Trouble installing windows 10 BIOS

simen236

Commendable
Apr 7, 2016
13
0
1,510
I've run into some trouble trying to do a clean installation of windows 10. My system is an ASUS N56VZ laptop with BIOS. The file system of my HDD is NTFS and has MBR partitioning style. After using the Windows tool to create a bootable USB, I can only see an option to boot UEFI installation in the BIOS boot menu. Instead, I downloaded the windows ISO file and tried to use Rufus to create bootable media.

In Rufus I selected "MBR for BIOS or UEFI" and NTFS. Now, BIOS didn't detect the USB stick at all.
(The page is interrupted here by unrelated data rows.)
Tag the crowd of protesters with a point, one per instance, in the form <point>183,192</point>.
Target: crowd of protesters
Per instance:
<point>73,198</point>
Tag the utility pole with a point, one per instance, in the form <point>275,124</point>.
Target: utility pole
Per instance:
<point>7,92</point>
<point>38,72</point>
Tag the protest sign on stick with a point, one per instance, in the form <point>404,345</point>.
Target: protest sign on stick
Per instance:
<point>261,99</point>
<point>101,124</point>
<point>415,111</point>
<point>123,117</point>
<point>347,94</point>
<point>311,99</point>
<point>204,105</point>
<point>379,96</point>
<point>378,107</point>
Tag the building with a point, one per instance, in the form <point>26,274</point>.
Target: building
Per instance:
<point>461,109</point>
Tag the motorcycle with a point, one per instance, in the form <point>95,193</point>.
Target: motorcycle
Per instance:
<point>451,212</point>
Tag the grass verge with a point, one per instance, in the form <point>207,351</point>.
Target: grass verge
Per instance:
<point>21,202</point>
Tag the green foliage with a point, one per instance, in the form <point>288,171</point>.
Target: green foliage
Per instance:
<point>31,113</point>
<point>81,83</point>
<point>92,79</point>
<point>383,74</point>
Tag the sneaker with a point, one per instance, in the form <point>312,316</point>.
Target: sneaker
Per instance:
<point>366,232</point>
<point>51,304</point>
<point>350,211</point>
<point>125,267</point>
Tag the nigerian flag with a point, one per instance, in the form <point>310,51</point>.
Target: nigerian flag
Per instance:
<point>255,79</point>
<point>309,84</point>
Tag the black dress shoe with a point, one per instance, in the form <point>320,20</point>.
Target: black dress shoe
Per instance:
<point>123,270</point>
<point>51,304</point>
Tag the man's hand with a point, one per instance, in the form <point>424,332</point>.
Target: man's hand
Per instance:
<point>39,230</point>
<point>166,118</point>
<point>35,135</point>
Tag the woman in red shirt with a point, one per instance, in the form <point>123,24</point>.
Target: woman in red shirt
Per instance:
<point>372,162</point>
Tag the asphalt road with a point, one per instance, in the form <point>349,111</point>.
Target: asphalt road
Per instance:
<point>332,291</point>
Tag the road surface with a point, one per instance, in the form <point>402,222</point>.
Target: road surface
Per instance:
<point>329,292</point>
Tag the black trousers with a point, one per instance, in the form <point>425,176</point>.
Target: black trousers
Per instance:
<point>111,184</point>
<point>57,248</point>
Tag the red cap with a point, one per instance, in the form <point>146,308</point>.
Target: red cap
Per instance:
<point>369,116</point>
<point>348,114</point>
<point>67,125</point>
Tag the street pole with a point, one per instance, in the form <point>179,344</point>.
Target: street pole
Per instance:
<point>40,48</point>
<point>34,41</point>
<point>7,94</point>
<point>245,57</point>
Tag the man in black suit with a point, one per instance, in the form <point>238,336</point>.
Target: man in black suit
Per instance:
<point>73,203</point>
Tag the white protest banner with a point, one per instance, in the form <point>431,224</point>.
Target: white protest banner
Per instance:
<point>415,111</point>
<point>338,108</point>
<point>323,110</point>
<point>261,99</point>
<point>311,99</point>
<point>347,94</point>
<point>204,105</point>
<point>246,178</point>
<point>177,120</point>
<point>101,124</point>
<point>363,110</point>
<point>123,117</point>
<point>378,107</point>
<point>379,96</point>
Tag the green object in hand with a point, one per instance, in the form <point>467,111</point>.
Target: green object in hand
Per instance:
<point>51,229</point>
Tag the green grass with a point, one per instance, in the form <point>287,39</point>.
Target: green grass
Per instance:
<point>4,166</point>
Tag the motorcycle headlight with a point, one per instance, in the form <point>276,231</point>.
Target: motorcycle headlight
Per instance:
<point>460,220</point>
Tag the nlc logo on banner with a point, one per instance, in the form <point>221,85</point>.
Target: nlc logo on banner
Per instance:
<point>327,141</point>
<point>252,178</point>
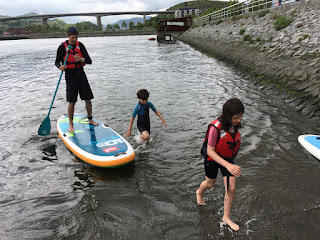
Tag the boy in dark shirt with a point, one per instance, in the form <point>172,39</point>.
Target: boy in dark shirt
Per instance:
<point>142,109</point>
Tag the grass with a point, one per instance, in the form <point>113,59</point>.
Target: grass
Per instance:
<point>263,13</point>
<point>282,22</point>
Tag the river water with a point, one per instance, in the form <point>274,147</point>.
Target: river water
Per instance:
<point>48,193</point>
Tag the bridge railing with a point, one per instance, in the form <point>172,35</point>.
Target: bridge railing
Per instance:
<point>240,9</point>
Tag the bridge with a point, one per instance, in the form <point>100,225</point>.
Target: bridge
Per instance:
<point>98,15</point>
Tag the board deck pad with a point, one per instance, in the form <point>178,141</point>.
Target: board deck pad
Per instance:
<point>99,143</point>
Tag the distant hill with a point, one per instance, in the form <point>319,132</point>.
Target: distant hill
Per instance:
<point>134,20</point>
<point>59,25</point>
<point>203,5</point>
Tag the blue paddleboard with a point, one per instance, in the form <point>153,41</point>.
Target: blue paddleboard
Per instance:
<point>311,143</point>
<point>97,145</point>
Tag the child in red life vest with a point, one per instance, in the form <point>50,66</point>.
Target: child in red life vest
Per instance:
<point>219,149</point>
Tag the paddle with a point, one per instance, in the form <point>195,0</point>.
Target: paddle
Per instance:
<point>45,126</point>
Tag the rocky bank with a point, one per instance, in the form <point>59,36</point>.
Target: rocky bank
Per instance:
<point>286,61</point>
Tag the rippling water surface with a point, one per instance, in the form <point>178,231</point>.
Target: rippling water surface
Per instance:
<point>48,193</point>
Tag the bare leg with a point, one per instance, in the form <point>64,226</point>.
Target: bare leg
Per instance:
<point>70,114</point>
<point>89,112</point>
<point>145,136</point>
<point>206,184</point>
<point>228,200</point>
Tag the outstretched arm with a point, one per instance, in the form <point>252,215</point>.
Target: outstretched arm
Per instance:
<point>159,115</point>
<point>130,127</point>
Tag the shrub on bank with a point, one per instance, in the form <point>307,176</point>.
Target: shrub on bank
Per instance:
<point>262,13</point>
<point>282,22</point>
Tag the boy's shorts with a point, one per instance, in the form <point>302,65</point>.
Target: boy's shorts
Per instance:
<point>211,169</point>
<point>143,126</point>
<point>77,83</point>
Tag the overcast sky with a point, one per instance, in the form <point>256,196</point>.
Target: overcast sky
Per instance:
<point>21,7</point>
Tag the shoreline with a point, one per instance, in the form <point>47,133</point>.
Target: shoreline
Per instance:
<point>83,34</point>
<point>285,62</point>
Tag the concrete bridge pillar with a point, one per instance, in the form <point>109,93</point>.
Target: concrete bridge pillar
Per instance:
<point>99,23</point>
<point>45,23</point>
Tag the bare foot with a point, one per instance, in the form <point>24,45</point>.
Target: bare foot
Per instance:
<point>70,129</point>
<point>232,225</point>
<point>200,199</point>
<point>93,122</point>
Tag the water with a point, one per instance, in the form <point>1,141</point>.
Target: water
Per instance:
<point>47,193</point>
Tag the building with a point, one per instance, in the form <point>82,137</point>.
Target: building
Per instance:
<point>183,12</point>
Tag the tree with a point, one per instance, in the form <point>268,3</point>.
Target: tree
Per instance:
<point>124,25</point>
<point>139,25</point>
<point>131,25</point>
<point>109,27</point>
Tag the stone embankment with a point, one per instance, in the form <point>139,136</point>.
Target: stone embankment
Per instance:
<point>85,34</point>
<point>287,60</point>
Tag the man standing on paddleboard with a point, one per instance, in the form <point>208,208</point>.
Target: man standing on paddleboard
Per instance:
<point>76,79</point>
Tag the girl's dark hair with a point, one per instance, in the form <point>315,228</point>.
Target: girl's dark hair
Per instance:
<point>232,107</point>
<point>72,31</point>
<point>143,94</point>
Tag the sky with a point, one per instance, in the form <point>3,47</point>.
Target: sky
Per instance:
<point>21,7</point>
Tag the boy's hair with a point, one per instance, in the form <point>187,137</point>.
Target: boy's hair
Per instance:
<point>232,107</point>
<point>143,94</point>
<point>72,31</point>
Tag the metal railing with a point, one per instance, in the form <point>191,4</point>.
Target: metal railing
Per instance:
<point>239,9</point>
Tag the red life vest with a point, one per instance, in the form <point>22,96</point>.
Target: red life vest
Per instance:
<point>71,63</point>
<point>227,145</point>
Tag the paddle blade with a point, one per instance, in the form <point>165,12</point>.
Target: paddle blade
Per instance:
<point>45,127</point>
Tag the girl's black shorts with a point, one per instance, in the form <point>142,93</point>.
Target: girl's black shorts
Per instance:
<point>211,169</point>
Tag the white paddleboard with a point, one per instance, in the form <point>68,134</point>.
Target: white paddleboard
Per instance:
<point>311,143</point>
<point>97,145</point>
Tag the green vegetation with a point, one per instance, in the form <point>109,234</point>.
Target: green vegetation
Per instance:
<point>57,25</point>
<point>263,13</point>
<point>293,12</point>
<point>282,22</point>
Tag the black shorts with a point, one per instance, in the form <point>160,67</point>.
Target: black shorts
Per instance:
<point>211,169</point>
<point>77,83</point>
<point>143,126</point>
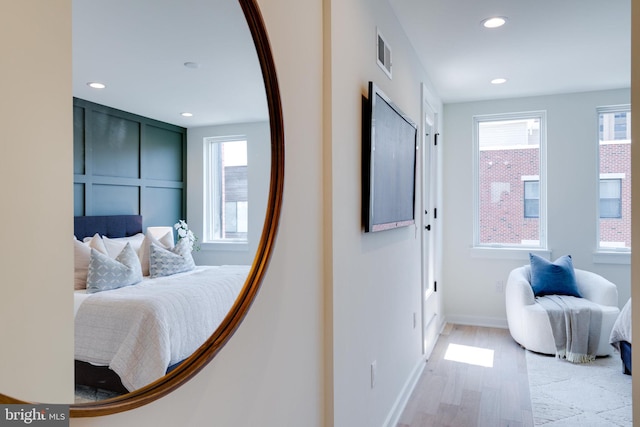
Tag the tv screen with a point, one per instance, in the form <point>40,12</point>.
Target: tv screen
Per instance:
<point>389,164</point>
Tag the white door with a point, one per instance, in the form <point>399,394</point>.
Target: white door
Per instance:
<point>429,160</point>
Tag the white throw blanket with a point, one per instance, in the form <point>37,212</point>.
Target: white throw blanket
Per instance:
<point>140,330</point>
<point>622,328</point>
<point>575,324</point>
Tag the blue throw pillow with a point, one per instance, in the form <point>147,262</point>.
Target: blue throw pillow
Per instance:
<point>553,278</point>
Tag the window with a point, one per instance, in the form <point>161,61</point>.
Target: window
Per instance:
<point>532,199</point>
<point>226,190</point>
<point>509,174</point>
<point>610,198</point>
<point>614,149</point>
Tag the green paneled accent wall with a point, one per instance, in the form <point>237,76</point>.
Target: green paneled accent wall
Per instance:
<point>127,164</point>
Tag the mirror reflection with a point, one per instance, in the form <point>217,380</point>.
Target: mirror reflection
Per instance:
<point>171,180</point>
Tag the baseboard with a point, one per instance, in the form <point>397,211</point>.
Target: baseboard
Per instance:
<point>405,394</point>
<point>489,322</point>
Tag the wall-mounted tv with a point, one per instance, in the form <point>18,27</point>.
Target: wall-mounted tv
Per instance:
<point>389,143</point>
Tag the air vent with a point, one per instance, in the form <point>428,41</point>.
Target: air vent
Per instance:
<point>384,55</point>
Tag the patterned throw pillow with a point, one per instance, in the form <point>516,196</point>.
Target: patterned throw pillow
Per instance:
<point>165,262</point>
<point>106,273</point>
<point>165,241</point>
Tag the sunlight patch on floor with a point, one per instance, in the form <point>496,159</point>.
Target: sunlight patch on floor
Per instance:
<point>470,355</point>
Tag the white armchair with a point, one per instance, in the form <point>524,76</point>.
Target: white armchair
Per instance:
<point>529,323</point>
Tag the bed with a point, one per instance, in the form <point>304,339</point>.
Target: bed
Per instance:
<point>130,336</point>
<point>621,336</point>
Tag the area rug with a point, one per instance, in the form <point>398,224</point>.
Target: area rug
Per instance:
<point>571,394</point>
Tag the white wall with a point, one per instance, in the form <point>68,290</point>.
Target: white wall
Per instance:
<point>470,295</point>
<point>373,280</point>
<point>36,172</point>
<point>258,172</point>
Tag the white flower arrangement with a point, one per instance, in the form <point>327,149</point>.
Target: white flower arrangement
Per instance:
<point>182,228</point>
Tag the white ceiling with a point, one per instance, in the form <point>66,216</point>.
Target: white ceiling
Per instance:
<point>546,47</point>
<point>138,48</point>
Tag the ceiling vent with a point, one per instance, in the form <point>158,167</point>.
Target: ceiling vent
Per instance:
<point>384,54</point>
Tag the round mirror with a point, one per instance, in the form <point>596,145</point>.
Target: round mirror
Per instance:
<point>232,85</point>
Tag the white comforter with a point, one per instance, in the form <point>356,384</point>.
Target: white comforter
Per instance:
<point>140,330</point>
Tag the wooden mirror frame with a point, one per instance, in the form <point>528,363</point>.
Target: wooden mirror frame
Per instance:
<point>203,355</point>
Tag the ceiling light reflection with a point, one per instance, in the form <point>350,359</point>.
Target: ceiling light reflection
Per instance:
<point>470,355</point>
<point>494,22</point>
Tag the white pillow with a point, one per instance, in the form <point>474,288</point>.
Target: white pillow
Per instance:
<point>116,245</point>
<point>106,273</point>
<point>165,262</point>
<point>82,255</point>
<point>165,242</point>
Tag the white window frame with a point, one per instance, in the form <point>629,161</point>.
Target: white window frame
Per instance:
<point>608,254</point>
<point>511,251</point>
<point>210,204</point>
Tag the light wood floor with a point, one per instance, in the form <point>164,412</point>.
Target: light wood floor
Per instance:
<point>457,394</point>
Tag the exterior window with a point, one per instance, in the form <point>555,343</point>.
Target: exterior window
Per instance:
<point>614,216</point>
<point>610,198</point>
<point>531,199</point>
<point>226,190</point>
<point>509,173</point>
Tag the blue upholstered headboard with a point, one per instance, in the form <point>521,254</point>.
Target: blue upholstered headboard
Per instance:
<point>107,225</point>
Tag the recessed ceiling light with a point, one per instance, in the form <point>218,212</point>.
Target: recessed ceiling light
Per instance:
<point>494,22</point>
<point>192,65</point>
<point>96,85</point>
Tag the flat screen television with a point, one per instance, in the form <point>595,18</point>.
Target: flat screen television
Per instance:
<point>389,147</point>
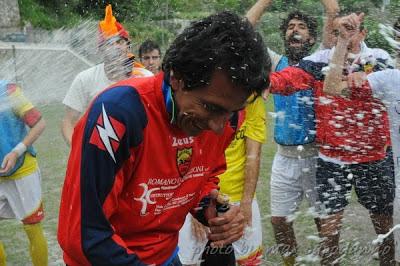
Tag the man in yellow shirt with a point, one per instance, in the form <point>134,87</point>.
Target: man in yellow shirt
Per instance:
<point>239,183</point>
<point>20,191</point>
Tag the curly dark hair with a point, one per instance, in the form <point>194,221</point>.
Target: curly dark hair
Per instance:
<point>225,42</point>
<point>310,21</point>
<point>148,46</point>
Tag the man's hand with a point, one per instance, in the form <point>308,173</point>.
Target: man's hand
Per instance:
<point>199,230</point>
<point>356,79</point>
<point>265,94</point>
<point>9,162</point>
<point>246,209</point>
<point>226,228</point>
<point>350,25</point>
<point>331,6</point>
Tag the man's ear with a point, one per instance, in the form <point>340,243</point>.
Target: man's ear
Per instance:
<point>176,83</point>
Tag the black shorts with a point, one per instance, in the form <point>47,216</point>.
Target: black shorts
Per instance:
<point>373,182</point>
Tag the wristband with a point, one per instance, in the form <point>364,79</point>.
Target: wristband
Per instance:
<point>20,149</point>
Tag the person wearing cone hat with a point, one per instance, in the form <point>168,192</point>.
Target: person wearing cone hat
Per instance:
<point>118,64</point>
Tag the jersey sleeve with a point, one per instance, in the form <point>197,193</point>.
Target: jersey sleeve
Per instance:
<point>112,131</point>
<point>22,107</point>
<point>75,97</point>
<point>256,128</point>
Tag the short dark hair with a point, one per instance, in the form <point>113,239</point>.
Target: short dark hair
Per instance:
<point>148,46</point>
<point>310,21</point>
<point>225,42</point>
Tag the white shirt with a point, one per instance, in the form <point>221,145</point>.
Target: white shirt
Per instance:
<point>85,87</point>
<point>385,86</point>
<point>89,83</point>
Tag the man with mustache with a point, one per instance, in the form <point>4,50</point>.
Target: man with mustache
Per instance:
<point>148,151</point>
<point>353,137</point>
<point>293,169</point>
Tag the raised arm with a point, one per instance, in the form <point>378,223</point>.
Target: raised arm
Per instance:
<point>255,135</point>
<point>331,11</point>
<point>349,26</point>
<point>32,117</point>
<point>255,12</point>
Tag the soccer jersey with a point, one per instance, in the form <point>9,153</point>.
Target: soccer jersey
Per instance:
<point>17,112</point>
<point>352,129</point>
<point>132,177</point>
<point>253,127</point>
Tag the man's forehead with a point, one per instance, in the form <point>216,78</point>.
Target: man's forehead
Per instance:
<point>297,21</point>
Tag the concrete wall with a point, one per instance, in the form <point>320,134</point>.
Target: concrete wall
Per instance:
<point>9,14</point>
<point>44,72</point>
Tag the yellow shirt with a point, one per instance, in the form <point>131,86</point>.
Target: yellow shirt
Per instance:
<point>21,105</point>
<point>253,127</point>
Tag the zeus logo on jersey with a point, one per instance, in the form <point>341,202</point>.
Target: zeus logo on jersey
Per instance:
<point>107,133</point>
<point>145,198</point>
<point>181,141</point>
I tried running Rufus again, now with FAT32, and now BIOS detected both the UEFI installation from USB and the BIOS one. The problem is that only the UEFI one works. If I try to boot the BIOS one, I get the error: "Invalid System Disk".

What's going on? How can I install windows 10 with BIOS?
 
Solution


Are you by any chance trying to use a usb3 port to do this? If so, move to a usb2 port, and remember to always prefer 2 on win installs. If there is no usb2, make a dvd.




this. and in the boot section eherever it sais "UEFI ONLY" change that to "legacy first"
 


My BIOS has no secure boot or csm options. Why is my old Acer Aspire laptop able to boot from USB formatted with NTFS and not my ASUS laptop? "Legacy" was also enabled by default.
 


Are you by any chance trying to use a usb3 port to do this? If so, move to a usb2 port, and remember to always prefer 2 on win installs. If there is no usb2, make a dvd.
 
Solution


Yes. I will burn it to a DVD instead then, as I only have USB3 ports.

 


There you go :)
I inferred that you have data on your hdd and you can't wipe it. Is that correct?(I'm asking cuz it would be a good idea to wipe it and go for uefi mode if you can)
 
Thanks a lot!

No, the first thing I actually did was wiping the HDD 😉 So, I burnt the ISO to DVD, and what do you know? I now have both options; to either launch the UEFI installation or the other one. I tried installing the UEFI one earlier, but couldn't access UEFI Firmware Settings or BIOS then, so now I decided to go for the other one. Hopefully, I will be able to access BIOS after the installation.
 


Go for uefi, then follow this guide from "To manually wipe a drive and convert it to GPT:"
https://technet.microsoft.com/en-us/library/dn336946.aspx

EDIT: Careful, you need to wipe the whole drive for this, not just the c: partition.


 
I did do that, the only difference was I made the 4 partitions in diskpart instead. I couldn't launch launch UEFI Firmware Settings or BIOS after doing this though, so I think I'll just stick with BIOS and MBR partitioning for now.
 


thaths the thing with eufi, it boots very fast. But only fast enough that you cant access the bios only if you select "Fast boot" in it. You can have uefi and access the bios via key.
But, to be honest, unless you're on an sdd, the 5 seconds boot advantage aint gonna be noticeable. So yeah, go for MBR until you get an ssd.